Wygląda na to, że uzależnienie od alkoholu naprawdę zniszczyło jej życie. Mimo że Ilona Felicjańska po miesiącach zaprzeczania faktom poszła wreszcie na odwyk, pewnych spraw nie da się już odwrócić. Mąż modelki, Andrzej Rybkowski, uznał, że nie nadaje się ona dłużej na matkę i złożył w sądzie pozew rozwodowy, wnioskując o całkowitą opiekę nad dwoma synami.
Ponadto żąda od Ilony... alimentów. Niezbyt wysokich, bo zaledwie 700 złotych miesięcznie, ale jak kobieta, której jedyną pracą jest bywanie na bankietach, mogłaby odłożyć taką sumę i z czego?
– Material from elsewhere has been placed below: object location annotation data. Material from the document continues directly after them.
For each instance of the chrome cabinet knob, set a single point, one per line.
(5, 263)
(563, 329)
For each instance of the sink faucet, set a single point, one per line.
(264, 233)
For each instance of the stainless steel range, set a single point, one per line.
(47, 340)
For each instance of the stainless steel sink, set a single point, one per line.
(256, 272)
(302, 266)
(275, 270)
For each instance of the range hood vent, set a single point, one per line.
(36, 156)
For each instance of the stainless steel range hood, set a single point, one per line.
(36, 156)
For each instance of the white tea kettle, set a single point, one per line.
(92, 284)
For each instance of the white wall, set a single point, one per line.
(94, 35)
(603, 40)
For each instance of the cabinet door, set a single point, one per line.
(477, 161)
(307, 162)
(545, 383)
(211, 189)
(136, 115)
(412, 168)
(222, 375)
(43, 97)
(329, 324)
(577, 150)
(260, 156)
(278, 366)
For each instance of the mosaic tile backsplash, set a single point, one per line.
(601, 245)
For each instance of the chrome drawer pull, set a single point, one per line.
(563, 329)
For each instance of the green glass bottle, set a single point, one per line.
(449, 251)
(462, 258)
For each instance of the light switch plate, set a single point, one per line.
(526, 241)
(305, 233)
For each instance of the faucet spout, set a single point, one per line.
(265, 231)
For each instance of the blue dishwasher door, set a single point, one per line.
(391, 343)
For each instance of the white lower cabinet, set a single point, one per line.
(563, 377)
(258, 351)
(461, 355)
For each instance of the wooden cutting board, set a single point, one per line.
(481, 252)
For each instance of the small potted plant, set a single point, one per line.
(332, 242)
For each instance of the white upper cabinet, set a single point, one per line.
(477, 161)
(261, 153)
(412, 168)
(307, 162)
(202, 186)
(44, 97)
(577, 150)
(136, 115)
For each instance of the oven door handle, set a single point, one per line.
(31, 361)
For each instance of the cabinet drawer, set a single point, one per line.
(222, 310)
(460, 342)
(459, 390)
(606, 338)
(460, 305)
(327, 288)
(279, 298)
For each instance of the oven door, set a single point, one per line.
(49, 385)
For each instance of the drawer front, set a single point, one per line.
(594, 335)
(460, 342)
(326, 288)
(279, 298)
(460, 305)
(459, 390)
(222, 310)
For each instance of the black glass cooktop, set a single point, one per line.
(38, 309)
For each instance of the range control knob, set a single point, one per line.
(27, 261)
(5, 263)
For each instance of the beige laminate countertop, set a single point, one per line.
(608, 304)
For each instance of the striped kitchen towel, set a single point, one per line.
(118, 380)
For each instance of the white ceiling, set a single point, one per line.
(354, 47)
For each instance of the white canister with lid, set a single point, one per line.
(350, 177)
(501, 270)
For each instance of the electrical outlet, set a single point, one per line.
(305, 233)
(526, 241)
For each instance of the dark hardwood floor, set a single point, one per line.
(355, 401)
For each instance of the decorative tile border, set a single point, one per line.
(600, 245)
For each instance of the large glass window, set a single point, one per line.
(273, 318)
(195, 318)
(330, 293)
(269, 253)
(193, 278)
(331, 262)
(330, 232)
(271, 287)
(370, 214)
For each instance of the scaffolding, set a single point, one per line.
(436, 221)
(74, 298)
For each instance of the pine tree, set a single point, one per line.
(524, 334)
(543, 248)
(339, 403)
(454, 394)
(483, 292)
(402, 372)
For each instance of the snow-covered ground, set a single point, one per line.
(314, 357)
Na dodatek wyszły na jaw poważne problemy finansowe prowadzonej przez modelkę Fundacji Niezapominajka. Czekające na obecaną pomoc dzieci oraz sponsorzy fundacji coraz głośniej zaczynają mówić o oszustwie. Na domiar złego Ilona wkrótce nie bedzie miała gdzie mieszkać. Mąż modelki wystawił bowiem na sprzedaż dwupoziomowy apartament na warszawskim Ursynowie, w którym dotychczas mieszkali. Cena wywoławcza wynosi 1 milion 85 tysięcy złotych. Jak twierdzi Fakt, jest to okazja, gdyż podobne mieszkania w tej okolicy są średnio o 300 tysięcy droższe. To znaczy, że Rybkowski zaczął już naprawdę mieć dosyć Ilony i chce się jej jak najszybciej pozbyć ze swojego życia.
Mieszkania sprzedają tysiące osób - bagatelizuje sprawę modelka. Z różnych powodów, więc cóż w tym dziwnego? Nowe życie, nowe mieszkanie.
Pytanie co dalej. Myślicie, że Felicjańskiej uda się po tym wszystkim utrzymać w show biznesie?